Tout au long des années 1980, les politiques ne différeront que très peu entre le Nord et le Sud. Sauf sur un point : là où les politiques francophones laissent le champ libre à l’administration sans trop se soucier de la question, le gouvernement flamand va, dès 1981, rédiger des beleidsnota (« notes de politiques publiques »), qui définissent le cadre des politiques à mener, parmi lesquelles le soutien aux zelforganisaties (les associations d’immigré·e·s et de leurs descendant·e·s), tandis que, du côté francophone, on met l’accent sur le social et on se méfie des particularismes culturels et associatifs.

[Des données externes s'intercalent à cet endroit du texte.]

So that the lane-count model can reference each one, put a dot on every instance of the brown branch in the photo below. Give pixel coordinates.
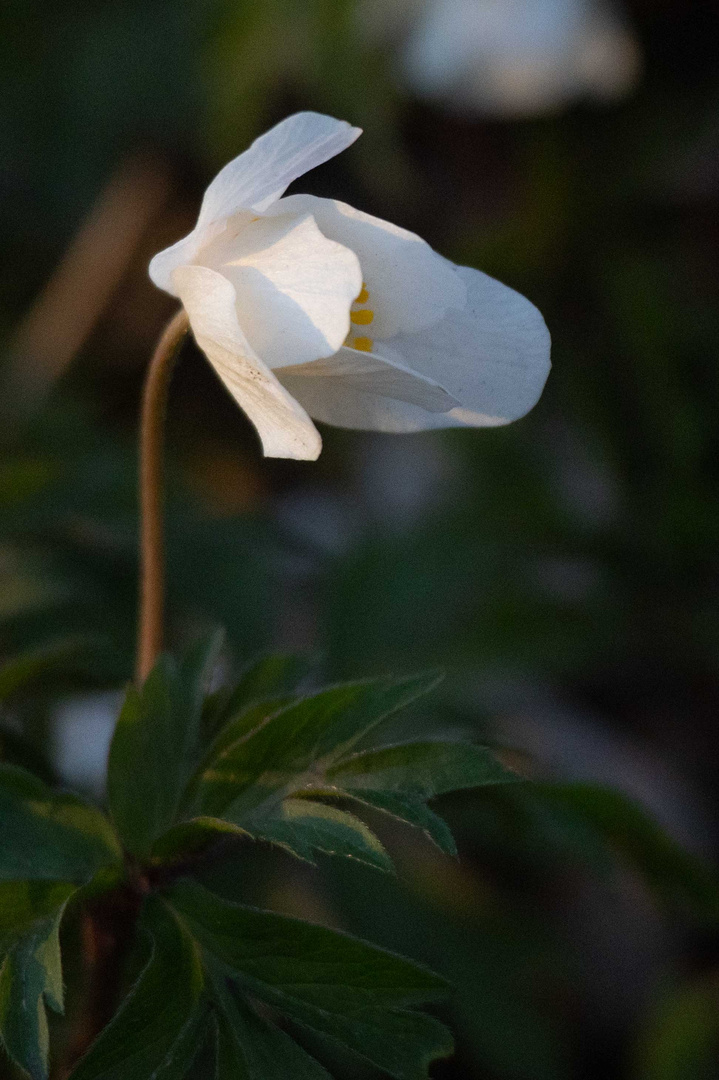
(152, 444)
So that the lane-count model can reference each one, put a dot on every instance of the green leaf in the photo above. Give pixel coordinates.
(243, 724)
(30, 979)
(421, 770)
(304, 737)
(302, 826)
(330, 983)
(412, 811)
(269, 677)
(23, 904)
(157, 744)
(190, 836)
(48, 836)
(249, 1048)
(158, 1030)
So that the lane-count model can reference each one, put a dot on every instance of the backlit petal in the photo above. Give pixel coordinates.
(283, 426)
(257, 178)
(319, 383)
(492, 358)
(294, 286)
(409, 285)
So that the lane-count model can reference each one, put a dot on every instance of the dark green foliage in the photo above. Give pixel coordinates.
(49, 836)
(157, 745)
(212, 962)
(30, 979)
(242, 991)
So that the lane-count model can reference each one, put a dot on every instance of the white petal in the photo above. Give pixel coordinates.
(257, 178)
(492, 358)
(283, 426)
(324, 381)
(410, 286)
(294, 286)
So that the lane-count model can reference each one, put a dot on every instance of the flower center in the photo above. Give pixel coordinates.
(361, 315)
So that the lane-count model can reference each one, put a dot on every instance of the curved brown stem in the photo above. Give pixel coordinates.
(151, 459)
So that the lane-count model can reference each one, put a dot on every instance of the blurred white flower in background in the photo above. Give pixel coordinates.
(510, 57)
(309, 308)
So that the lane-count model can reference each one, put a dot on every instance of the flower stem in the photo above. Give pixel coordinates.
(151, 459)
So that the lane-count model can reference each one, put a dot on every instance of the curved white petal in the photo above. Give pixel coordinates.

Confrontées à partir de 1988 à la montée en puissance du Vlaams Blok, les autorités flamandes réagiront en intensifiant leur politique multiculturaliste et « interventionniste[2.Par opposition au « laissez-faire » qui caractériserait les politiques francophones, selon Ilke Adam, « Une approche différenciée de la diversité ? Les politiques d’intégration des personnes issues de l’immigration en Flandre, en Wallonie et à Bruxelles (1980-2006) », in J. Ringelheim (dir.), Le droit et la diversité culturelle, Bruxelles, Bruylant, 2011.] ». La diversité culturelle sera valorisée et les personnes issues de l’immigration seront désormais définies commes des « minorités ethnoculturelles[3.Décret « relatif à la politique flamande envers les minorités ethno-culturelles » du 28 avril 1998.] ». En 2002 est créé le Minderhedenforum (Forum des minorités) qui regroupe aujourd’hui plus de 1800 zelforganisaties, de Bruxelles et de Flandre, regroupées en 18 fédérations et dont la fonction est, notamment, de représenter les minorités ethnoculturelles auprès des autorités, qui considèrent cette structuration comme un facteur de cohésion sociale.

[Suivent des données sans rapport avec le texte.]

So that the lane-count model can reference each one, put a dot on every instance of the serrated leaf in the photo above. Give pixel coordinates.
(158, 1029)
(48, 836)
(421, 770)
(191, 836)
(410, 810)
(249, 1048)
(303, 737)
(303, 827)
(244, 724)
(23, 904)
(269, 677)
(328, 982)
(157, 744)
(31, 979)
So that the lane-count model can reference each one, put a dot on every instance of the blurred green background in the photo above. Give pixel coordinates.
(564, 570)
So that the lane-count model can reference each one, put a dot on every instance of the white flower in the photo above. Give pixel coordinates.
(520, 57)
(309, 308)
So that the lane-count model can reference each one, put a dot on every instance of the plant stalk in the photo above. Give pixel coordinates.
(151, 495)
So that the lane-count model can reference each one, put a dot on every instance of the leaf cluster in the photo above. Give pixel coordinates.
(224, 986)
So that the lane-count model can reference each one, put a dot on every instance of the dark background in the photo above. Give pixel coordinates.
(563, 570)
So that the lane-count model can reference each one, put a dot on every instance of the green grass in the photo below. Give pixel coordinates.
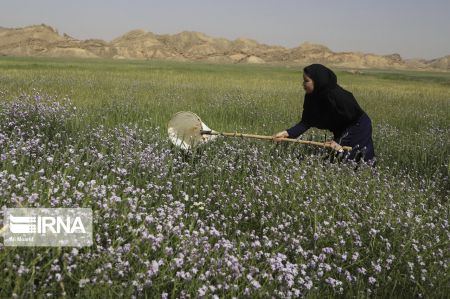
(261, 218)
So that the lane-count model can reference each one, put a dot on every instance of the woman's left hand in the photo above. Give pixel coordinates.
(334, 145)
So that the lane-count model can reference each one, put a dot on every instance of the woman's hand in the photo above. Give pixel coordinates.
(279, 135)
(334, 145)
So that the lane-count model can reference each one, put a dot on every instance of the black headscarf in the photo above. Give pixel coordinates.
(329, 106)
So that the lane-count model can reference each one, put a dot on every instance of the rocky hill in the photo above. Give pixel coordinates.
(43, 40)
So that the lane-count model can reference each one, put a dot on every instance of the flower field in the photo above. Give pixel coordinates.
(236, 217)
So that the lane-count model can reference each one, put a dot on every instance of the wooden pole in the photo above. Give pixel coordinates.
(265, 137)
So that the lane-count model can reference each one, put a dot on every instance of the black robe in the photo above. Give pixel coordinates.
(328, 107)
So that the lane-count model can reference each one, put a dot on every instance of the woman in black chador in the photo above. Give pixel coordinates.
(329, 106)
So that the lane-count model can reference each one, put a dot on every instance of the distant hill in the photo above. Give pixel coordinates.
(43, 40)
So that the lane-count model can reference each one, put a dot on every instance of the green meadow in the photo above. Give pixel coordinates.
(236, 218)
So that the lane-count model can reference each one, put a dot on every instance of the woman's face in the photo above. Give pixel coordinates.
(308, 84)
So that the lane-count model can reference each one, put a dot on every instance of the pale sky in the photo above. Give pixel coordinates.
(410, 28)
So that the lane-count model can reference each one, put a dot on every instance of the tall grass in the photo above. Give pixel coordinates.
(237, 217)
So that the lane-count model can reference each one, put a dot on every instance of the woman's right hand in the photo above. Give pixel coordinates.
(279, 135)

Un passé nationaliste et catholique
Sans doute influencée par les Pays-Bas voisins, cette ouverture flamande à la diversité culturelle dispose en propre d’un puissant ressort : le mouvement flamand, qui s’est donné comme objectif de forger une identité nationale flamande dans une Belgique qui la niait, ne savait que trop bien l’importance de la culture d’origine pour permettre à l’individu de se tenir droit. À cela s’ajoute le rôle déterminant joué pendant toute cette période par le CVP (comme s’appelait le CD&V avant 2001). Omniprésent dans la société avec ses milliers d’organisations de base, cette émanation de la démocratie chrétienne a toujours été favorable à une intervention « subsidiaire » de l’État, chargé surtout de soutenir les initiatives de cette société civile que les néerlandophones appellent middenveld (littéralement : « champ du milieu »).

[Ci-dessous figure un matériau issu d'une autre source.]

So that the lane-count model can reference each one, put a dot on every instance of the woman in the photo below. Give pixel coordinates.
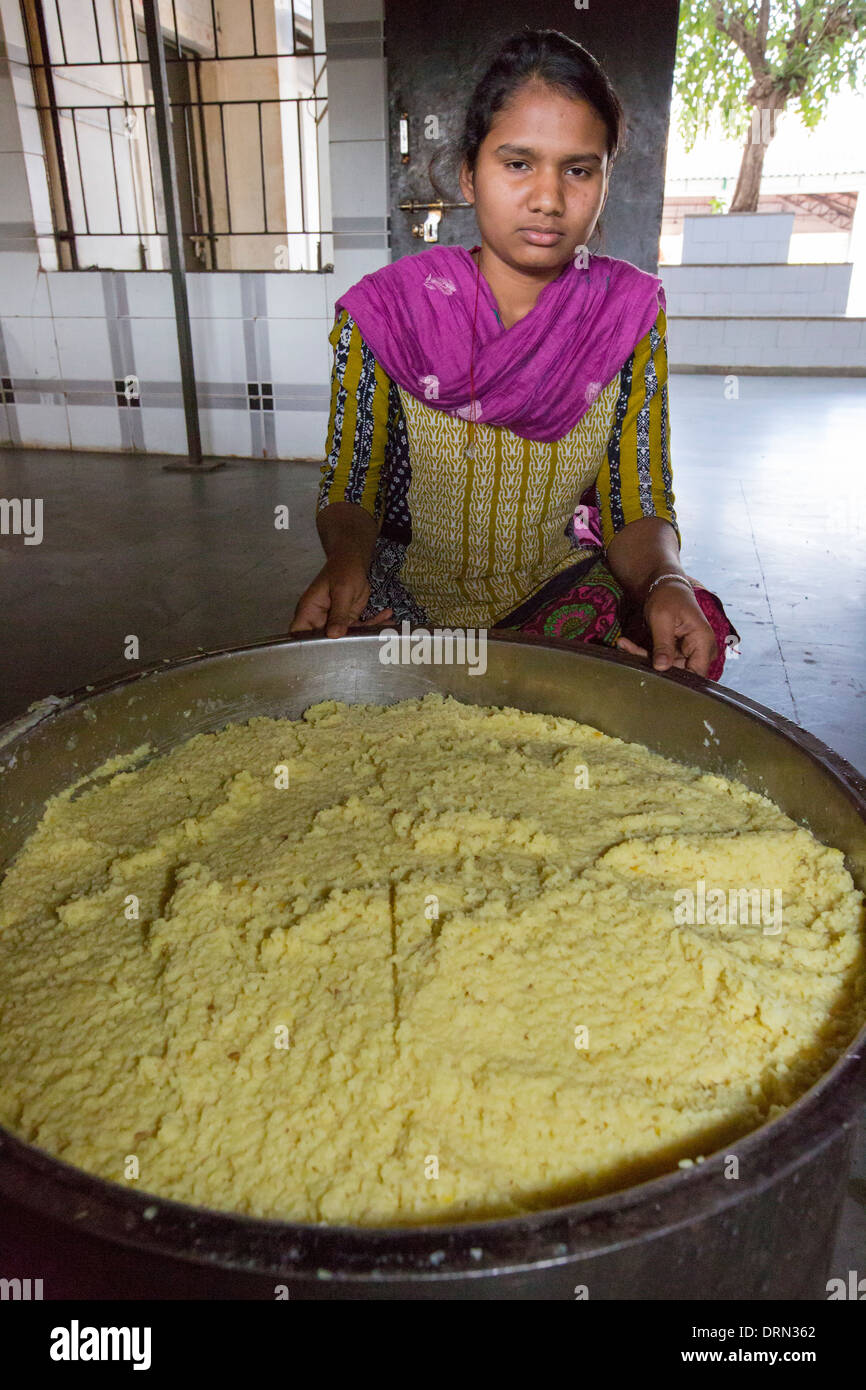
(491, 405)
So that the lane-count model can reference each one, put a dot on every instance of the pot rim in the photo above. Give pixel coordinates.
(441, 1251)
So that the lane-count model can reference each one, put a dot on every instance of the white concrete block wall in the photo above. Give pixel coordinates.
(756, 289)
(770, 344)
(740, 238)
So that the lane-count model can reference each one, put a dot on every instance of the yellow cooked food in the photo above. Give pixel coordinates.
(409, 963)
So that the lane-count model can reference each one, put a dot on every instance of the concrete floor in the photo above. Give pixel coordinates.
(769, 499)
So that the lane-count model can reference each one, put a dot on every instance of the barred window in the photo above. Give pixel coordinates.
(248, 89)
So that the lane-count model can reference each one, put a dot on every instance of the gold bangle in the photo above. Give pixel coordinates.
(680, 578)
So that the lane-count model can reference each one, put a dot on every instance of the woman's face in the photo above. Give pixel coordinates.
(544, 163)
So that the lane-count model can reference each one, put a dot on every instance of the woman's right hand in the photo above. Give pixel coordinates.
(335, 599)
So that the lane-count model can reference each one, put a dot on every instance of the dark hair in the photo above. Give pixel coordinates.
(540, 56)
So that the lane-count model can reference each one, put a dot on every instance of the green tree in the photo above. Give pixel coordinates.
(748, 63)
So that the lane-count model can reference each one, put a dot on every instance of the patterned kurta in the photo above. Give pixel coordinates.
(464, 541)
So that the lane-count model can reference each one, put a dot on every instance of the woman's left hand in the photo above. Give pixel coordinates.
(681, 635)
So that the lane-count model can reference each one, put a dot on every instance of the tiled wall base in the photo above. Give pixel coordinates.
(89, 359)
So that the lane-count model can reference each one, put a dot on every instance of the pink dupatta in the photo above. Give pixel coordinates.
(538, 377)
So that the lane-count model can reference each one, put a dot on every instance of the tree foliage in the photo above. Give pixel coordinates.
(736, 57)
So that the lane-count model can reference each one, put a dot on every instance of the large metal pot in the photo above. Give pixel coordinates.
(690, 1235)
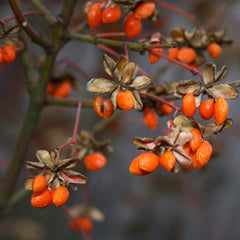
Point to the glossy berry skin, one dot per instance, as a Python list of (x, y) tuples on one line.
[(144, 10), (214, 50), (82, 224), (9, 53), (132, 26), (103, 107), (95, 161), (150, 118), (168, 160), (220, 110), (206, 109), (42, 199), (39, 183), (125, 100), (196, 141), (60, 196), (111, 14), (188, 105), (187, 55), (94, 16), (148, 161)]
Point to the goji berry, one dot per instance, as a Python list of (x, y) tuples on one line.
[(206, 109), (214, 50), (41, 199), (144, 10), (111, 14), (39, 183), (103, 107), (60, 196), (188, 105), (150, 118), (132, 26), (94, 15), (168, 160), (220, 110), (95, 161), (125, 100)]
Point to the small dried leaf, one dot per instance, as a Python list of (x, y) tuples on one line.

Cette politique connaîtra un frein lors de la décennie suivante où, le CVP étant renvoyé dans l’opposition, les nouvelles majorités mettront en sourdine le soutien aux initiatives culturelles des minorités, dans la foulée d’un mouvement général de réduction des dépenses et donc des subsides dans le secteur social.
Depuis, ces deux tendances coexistent, dans la sphère politique comme dans la société : d’un côté, les traditions d’ouverture à l’expression culturelle des minorités héritées du mouvement flamand qu’entretiennent encore le CD&V et l’actuel ministre-président Geert Bourgeois, pourtant membre et fondateur de la N-VA ; de l’autre, l’Open VLD et le courant désormais majoritaire de la N-VA qui subit la pression du Vlaams Belang et semble de plus en plus obnubilé par la lutte contre le radicalisme islamique et contre les migrants illégaux.
Mais ces deux tendances se retrouvent autour d’un objectif commun : une gestion volontariste de la diversité et de l’intégration est nécessaire pour construire une identité nationale en Flandre. Dès la décennie 1980, celle-ci s’est montrée désireuse de disposer de plus de compétences, dans cette matière comme dans toutes les autres. D’un seul élan ont été mobilisés plusieurs instruments destinés à créer un sentiment national, et donc un « nous » inclusif dans lequel toute la population devait pouvoir se retrouver : « L’identité et la diversité culturelle sont les deux faces d’une même médaille qui amènent une communauté à l’ouverture, à la tolérance et à la cohésion[4.Déclaration de politique générale du gouvernement flamand du 22 juin 1995.]. »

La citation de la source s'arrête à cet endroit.